Take a long hard look at non PC file recovery requests over a month or two and you'll probably notice that there's a pattern to them with 70 to 95% of the requests coming from 10% of the requestors. In most cases these cover the same systems too, most commonly a file that automatically gets deleted on completion of some process. Many companies, for example, have GL or other financial applications update processes that start with the daily transfer of a text file from another company or division. Since those files are usually erased a day or two after process completion, a user who wants to verify a result or rerun an update has to call you to ask for a file recovery.

It's easy to make this process hard enough on users so that they don't call you so often, but what they tend to do instead is copy the files to their PCs and cause absolute chaos when they update the system after having uploaded the wrong recovery files. The smarter thing to do, therefore, is to find ways of making recovery quick and easy.

My strategy for this is to set up a directory heirarchy reflecting the applications to which file transfer apply and then modify the delete part of the run time process to squirel away a copy of the file into the right spot in this heirarchy with its orginal name modified to add the date and time. A shipping information file, for example, might go into

/murphbk/orafin/inv/joe_s_trucking/pickups_ThuJan812:03:052004.gz

Once you've got this working and have developed a backlog of files, you can usually deal with user file recovery requests while the user is on the phone with you.

There are some housekeeping issues to watch out for:

  1. Don't stop making and testing the normal backups!

  2. Make sure your copies don't change permissions. The utility of 'umask 0000' differs by Unix variant so test to be sure but, generally, cp to a directory tree made with umask set to 0000 will preserve permissions.

  3. Although these are normally text files that compress very well, you'll still need to do cleanups. A daily cron job along the lines of 'find /murphbk -ctime 70 -exec rm {}\; ' will do nicely. Note that's just a bit over two months - because a week after month end is often a hot time for these requests.

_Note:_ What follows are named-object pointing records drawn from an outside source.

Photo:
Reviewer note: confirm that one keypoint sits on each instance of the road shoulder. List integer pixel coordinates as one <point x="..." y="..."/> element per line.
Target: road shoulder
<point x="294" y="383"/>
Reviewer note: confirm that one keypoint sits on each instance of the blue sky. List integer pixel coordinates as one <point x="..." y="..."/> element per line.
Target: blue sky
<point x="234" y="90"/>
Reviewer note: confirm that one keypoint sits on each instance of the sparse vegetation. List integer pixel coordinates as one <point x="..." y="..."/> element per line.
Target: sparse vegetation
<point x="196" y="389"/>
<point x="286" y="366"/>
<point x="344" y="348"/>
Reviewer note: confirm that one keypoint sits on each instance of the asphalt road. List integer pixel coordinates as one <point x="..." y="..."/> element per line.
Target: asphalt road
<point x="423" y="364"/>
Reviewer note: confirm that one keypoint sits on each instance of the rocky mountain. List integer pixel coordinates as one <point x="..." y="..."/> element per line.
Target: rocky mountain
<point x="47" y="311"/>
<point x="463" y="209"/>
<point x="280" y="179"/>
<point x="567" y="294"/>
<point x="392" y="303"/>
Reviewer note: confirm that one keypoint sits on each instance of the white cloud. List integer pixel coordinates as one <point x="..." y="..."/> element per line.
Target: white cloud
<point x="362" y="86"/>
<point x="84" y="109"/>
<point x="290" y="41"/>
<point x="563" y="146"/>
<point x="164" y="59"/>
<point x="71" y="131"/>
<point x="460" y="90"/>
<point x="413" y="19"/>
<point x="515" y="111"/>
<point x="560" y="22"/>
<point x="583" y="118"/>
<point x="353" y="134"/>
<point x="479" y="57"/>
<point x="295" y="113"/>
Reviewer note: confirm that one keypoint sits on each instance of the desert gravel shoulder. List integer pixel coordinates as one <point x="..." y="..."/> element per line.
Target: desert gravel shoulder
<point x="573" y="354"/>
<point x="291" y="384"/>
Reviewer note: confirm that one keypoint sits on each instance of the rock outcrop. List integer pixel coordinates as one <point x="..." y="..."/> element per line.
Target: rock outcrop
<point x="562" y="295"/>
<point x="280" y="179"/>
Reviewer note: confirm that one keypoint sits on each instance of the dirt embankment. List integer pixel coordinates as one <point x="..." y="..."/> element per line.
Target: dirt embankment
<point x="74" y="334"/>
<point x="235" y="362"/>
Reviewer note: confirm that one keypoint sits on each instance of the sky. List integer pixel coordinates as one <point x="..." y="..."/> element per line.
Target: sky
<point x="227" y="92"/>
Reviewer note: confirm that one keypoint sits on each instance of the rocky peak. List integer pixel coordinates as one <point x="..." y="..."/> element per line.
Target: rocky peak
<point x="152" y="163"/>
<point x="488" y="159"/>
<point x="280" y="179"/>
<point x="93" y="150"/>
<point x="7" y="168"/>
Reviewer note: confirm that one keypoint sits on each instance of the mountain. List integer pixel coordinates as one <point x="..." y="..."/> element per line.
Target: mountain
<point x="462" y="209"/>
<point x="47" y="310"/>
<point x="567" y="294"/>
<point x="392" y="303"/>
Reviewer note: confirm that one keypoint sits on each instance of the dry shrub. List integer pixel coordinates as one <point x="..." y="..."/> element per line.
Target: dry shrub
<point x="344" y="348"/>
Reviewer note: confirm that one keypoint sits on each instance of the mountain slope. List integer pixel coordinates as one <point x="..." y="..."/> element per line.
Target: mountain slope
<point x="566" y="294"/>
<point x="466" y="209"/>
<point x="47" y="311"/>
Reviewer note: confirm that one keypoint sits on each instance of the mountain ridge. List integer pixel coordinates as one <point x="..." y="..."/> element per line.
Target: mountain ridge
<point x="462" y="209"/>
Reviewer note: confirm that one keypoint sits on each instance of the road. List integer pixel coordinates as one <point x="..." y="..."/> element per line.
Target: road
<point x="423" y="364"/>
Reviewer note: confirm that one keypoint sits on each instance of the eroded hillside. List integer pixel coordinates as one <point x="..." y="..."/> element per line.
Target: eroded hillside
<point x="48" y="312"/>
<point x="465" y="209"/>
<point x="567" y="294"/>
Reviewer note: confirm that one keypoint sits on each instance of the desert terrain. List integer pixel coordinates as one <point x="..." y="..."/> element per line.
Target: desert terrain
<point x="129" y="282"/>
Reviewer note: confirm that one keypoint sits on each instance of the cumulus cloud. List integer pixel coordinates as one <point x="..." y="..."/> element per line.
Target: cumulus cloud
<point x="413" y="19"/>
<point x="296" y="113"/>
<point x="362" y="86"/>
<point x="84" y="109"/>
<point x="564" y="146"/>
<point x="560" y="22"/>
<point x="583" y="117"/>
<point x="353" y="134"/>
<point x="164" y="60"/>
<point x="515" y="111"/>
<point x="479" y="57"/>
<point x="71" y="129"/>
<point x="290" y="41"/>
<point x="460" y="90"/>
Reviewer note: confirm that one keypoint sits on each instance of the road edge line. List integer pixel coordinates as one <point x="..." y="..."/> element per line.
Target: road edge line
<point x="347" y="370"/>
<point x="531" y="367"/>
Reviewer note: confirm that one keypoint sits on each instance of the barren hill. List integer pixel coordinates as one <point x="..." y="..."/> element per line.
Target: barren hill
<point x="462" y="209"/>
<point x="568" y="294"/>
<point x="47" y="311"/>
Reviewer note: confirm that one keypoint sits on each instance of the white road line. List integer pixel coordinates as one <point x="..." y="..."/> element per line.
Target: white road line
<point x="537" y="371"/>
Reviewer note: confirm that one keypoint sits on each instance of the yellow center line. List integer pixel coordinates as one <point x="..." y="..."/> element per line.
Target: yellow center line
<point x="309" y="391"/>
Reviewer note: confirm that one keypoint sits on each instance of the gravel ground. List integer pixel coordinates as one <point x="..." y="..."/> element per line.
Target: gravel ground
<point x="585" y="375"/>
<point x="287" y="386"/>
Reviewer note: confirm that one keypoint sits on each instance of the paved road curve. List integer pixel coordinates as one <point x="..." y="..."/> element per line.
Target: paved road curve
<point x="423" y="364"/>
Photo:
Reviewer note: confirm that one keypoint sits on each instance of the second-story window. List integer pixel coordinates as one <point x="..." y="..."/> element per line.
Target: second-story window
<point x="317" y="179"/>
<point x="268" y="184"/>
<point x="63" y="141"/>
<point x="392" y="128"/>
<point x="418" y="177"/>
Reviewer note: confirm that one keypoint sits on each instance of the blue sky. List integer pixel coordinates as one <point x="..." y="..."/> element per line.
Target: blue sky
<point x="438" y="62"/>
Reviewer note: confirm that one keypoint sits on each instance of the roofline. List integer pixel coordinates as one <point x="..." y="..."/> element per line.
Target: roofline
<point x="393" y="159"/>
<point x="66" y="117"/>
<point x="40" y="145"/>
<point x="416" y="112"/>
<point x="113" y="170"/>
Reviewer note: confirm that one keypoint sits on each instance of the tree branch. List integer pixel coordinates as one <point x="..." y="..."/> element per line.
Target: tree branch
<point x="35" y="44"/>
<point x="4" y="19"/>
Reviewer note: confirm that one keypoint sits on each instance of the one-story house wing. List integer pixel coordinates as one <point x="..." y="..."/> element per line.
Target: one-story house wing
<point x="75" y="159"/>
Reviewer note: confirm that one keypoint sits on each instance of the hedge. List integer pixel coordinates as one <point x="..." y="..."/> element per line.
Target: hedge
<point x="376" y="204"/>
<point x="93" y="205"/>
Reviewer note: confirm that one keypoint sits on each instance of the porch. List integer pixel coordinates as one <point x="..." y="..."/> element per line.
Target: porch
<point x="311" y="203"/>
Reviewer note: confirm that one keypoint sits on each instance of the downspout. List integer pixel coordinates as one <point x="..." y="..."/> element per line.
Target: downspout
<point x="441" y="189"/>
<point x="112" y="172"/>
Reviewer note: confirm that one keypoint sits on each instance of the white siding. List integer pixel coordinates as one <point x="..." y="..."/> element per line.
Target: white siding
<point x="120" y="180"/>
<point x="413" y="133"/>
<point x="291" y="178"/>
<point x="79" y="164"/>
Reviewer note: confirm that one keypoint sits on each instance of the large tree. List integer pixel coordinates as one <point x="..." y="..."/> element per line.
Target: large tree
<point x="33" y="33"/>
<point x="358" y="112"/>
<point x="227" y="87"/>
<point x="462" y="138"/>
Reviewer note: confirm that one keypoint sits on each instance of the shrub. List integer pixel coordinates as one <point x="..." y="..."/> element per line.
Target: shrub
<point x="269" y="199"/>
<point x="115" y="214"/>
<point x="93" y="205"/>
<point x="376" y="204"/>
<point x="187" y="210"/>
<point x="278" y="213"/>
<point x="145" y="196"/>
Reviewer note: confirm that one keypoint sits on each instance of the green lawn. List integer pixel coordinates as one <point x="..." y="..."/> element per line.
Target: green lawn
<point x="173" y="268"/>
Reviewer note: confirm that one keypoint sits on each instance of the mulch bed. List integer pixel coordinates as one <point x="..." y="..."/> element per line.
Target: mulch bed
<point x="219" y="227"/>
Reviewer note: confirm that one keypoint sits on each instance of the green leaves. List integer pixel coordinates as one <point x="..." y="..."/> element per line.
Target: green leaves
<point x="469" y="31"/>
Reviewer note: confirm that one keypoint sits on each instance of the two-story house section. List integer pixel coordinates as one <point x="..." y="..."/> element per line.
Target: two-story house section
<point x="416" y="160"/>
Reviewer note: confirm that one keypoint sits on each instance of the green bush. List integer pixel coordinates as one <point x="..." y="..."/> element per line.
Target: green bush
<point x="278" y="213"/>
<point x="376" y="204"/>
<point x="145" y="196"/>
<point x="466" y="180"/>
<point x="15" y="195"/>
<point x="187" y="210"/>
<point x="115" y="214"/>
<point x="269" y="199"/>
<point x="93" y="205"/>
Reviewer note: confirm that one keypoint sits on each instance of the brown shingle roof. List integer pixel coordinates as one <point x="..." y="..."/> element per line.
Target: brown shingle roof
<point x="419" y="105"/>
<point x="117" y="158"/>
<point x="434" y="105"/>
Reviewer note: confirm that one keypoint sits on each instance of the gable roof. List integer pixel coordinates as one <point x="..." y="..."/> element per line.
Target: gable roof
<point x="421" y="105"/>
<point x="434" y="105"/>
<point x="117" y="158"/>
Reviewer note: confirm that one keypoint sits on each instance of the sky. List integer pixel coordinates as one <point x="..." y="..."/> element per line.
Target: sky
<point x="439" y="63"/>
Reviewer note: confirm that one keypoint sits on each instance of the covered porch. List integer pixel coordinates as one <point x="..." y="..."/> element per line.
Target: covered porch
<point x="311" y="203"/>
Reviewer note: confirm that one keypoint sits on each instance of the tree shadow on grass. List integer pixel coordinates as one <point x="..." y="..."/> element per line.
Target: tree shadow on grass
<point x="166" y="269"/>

  4. In some cases users will want to manipulate the file before uploading it to the application itself. For those, it's usually best to store the file both immediately after it arrives; i.e. as part of the transfer process; and, after the upload process.

You will always get outlier requests that you have to go to the tape vaults for, but automating the process of maintaining the on line backups and indexing that by application name generally makes the whole thing a lot less painful for you, and a lot more effective for the users.